Çevre, Şehircilik ve İklim Değişikliği Bakanı Murat Kurum, İklim Değişikliği ve Uyum Koordinasyon Kurulu Toplantısı öncesi açıklamalarda bulundu. İklim değişikliği konusunda ciddi adımların atılmaya başlandığını ifade eden Bakan Murat Kurum, “İklim değişikliğinin sadece bir çevre krizi değil; ticaretten ulaşıma, sanayiden gıdaya, enerjiden eğitime kadar pek çok alanı ilgilendiren bir kalkınma meselesi olduğunu söyleyen Bakan Murat Kurum, 2021 yılı hakikaten iklim değişikliğinin olumsuz etkilerini çok yoğun yaşadığımız bir yıl oldu.
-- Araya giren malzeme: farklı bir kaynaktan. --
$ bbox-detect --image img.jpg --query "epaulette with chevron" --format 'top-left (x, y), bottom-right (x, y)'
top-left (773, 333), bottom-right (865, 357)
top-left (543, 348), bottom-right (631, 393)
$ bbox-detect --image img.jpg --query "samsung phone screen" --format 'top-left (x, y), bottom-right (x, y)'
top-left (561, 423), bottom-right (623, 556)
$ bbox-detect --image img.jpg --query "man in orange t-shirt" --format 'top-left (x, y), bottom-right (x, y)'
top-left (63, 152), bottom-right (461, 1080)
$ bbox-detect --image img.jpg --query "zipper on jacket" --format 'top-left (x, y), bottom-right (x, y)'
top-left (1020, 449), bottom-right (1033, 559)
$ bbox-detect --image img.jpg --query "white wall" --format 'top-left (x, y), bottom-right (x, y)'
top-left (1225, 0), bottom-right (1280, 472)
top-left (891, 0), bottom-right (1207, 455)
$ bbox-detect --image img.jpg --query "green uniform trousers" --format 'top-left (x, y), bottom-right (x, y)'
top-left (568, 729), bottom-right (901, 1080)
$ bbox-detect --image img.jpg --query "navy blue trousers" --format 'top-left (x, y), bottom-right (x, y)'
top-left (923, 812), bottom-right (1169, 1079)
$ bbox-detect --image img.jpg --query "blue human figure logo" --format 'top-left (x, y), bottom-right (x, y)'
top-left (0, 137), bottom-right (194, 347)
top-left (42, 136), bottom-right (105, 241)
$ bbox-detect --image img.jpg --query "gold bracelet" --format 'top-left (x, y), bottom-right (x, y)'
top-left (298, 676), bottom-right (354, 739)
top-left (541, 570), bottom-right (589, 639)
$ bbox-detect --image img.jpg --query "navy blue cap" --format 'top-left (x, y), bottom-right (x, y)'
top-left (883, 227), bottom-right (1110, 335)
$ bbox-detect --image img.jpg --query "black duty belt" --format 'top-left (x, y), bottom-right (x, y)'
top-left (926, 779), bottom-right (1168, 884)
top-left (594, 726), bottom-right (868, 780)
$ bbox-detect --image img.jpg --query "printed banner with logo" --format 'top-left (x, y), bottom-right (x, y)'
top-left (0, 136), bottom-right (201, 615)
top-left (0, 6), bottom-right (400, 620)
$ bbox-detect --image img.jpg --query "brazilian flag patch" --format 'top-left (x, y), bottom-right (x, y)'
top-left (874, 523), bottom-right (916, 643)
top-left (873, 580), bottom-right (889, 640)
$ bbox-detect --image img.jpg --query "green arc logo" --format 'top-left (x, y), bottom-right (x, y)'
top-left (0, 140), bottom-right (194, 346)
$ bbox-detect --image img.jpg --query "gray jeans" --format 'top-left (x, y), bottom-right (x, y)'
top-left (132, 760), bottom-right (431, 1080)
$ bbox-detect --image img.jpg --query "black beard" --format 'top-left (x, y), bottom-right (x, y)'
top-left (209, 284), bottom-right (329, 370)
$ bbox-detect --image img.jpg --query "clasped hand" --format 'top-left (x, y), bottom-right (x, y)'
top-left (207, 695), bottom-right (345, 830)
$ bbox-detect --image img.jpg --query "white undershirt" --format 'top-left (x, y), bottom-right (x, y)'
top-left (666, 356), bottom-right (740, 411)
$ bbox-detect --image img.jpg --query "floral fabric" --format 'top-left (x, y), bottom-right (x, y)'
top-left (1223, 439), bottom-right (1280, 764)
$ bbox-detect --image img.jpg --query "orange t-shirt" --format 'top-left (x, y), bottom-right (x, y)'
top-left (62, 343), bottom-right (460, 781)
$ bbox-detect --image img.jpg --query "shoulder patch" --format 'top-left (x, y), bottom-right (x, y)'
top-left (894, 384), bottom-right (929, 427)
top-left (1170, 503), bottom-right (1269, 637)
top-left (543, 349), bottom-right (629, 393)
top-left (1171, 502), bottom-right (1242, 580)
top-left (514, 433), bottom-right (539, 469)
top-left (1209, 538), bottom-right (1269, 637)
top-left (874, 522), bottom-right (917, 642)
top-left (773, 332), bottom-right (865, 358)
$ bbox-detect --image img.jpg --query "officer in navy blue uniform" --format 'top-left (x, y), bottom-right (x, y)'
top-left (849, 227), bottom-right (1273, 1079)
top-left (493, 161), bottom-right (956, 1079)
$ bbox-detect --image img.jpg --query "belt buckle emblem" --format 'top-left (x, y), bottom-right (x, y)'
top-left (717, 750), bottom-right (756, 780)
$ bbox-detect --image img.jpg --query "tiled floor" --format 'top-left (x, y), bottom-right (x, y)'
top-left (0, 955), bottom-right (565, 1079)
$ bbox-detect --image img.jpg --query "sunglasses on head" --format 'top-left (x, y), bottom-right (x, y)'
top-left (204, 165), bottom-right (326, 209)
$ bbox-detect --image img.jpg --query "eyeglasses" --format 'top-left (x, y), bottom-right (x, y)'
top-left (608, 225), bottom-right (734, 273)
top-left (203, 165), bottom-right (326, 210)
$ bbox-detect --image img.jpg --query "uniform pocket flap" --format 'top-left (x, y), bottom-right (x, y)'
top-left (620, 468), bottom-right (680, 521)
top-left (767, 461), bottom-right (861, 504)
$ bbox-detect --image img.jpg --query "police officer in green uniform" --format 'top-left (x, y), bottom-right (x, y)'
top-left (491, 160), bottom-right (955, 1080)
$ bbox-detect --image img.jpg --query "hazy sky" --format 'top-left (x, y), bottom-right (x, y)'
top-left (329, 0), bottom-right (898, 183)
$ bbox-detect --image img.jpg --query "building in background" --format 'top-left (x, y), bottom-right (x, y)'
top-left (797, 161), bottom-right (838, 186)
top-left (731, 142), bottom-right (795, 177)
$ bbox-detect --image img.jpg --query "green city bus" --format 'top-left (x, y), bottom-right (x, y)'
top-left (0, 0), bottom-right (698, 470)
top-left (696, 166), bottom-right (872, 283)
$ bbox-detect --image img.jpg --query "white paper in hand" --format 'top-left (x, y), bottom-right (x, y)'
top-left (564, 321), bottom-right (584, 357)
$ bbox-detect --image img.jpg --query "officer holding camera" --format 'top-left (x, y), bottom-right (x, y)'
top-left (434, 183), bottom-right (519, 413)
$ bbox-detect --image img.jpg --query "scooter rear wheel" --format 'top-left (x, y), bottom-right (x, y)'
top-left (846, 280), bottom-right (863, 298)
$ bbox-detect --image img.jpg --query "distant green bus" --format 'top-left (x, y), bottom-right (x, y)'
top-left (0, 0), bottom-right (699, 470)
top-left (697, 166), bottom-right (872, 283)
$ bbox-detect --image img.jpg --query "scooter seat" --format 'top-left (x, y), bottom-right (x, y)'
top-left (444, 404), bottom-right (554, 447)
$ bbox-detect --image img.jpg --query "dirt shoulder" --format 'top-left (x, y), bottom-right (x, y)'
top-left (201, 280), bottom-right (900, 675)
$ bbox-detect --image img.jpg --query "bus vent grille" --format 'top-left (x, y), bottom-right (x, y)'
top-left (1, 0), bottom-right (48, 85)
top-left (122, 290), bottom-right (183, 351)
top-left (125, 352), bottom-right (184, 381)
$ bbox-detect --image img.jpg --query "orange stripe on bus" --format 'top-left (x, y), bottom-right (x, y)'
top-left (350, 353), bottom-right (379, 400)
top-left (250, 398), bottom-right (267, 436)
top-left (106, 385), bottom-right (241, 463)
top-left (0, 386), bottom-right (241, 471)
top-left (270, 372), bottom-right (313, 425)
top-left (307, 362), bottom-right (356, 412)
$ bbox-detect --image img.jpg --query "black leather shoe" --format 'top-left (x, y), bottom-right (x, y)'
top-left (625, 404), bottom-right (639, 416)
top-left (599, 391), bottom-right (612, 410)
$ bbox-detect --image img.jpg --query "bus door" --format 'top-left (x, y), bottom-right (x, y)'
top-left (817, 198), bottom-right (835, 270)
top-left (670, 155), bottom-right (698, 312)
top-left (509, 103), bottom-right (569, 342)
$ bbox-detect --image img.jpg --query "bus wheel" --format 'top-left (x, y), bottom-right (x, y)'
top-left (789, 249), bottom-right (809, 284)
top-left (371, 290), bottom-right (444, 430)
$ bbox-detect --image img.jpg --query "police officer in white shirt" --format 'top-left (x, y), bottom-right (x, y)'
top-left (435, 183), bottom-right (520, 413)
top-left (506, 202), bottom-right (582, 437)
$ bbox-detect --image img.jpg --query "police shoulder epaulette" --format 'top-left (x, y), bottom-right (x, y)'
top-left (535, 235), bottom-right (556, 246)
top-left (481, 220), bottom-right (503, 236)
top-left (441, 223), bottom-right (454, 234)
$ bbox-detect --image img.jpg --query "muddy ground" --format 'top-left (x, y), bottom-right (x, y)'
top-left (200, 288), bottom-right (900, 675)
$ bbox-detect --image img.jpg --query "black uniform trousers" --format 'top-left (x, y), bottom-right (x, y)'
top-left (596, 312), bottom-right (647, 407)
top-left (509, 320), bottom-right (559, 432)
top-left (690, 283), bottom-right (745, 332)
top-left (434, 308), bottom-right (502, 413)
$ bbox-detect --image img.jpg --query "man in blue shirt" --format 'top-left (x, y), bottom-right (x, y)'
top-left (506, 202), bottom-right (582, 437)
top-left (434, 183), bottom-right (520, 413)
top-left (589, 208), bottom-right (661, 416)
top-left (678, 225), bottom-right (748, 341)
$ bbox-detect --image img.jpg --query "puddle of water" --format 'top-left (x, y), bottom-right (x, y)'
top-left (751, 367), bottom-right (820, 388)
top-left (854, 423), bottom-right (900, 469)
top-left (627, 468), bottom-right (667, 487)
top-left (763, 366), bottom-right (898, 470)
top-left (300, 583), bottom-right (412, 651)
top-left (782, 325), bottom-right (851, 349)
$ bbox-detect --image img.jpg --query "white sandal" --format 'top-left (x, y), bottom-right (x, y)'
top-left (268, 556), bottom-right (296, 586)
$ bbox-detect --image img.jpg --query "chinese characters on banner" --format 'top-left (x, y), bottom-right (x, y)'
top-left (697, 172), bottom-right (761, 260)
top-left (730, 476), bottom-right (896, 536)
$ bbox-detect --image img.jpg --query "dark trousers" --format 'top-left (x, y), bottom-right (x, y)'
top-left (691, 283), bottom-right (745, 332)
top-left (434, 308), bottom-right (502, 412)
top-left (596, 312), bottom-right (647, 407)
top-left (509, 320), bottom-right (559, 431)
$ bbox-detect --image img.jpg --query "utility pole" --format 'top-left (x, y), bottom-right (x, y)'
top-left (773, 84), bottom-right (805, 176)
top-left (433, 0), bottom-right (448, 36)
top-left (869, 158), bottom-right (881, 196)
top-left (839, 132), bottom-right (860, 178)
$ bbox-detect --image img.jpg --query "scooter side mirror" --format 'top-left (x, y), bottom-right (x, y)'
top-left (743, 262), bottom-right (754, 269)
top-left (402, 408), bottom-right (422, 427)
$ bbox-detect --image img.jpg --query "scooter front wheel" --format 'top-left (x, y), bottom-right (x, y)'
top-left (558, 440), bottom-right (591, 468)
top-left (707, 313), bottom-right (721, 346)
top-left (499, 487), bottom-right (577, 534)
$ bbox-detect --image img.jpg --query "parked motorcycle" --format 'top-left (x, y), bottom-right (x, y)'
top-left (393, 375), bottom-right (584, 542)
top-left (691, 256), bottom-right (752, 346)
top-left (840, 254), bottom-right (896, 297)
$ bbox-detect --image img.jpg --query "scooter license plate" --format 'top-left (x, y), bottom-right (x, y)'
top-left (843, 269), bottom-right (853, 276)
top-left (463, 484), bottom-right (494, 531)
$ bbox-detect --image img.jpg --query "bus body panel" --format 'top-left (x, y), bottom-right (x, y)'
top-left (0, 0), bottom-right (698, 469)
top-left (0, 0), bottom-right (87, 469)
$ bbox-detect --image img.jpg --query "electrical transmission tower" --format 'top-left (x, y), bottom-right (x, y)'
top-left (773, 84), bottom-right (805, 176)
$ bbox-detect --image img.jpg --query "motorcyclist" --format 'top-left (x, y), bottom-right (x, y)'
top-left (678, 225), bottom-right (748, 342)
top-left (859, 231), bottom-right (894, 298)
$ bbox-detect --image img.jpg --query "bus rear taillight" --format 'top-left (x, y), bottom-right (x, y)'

Antalya ve Muğla'da yaşanan yangınlar, Doğu Karadeniz'in tamamında yaşana seller, yitirdiğimiz canlarımız bu yıl iklim değişikliği felaketinin büyük kayıpları olarak hafızamıza kazındı. Bu anlamda milletimizin her bir ferdi acilen; çevre korumayı, doğa korumayı günlük hayatının rutini haline getirmelidir. Hülasa hepimiz; iklim değişikliğiyle mücadelede, topyekün bir Türkiye seferberliğinin bilinçli ve gönüllü üyeleri olmalıyız. Evet, bizim ülke olarak; dünyanın karşı karşıya kaldığı iklim krizinin oluşmasında tarihi hiçbir mesuliyetimiz yoktur. Buna rağmen; özellikle son 20 yıldır; insanlık için, ortak evimiz dünyamız için sorumluluk almaktan asla geri durmadık” diye konuştu.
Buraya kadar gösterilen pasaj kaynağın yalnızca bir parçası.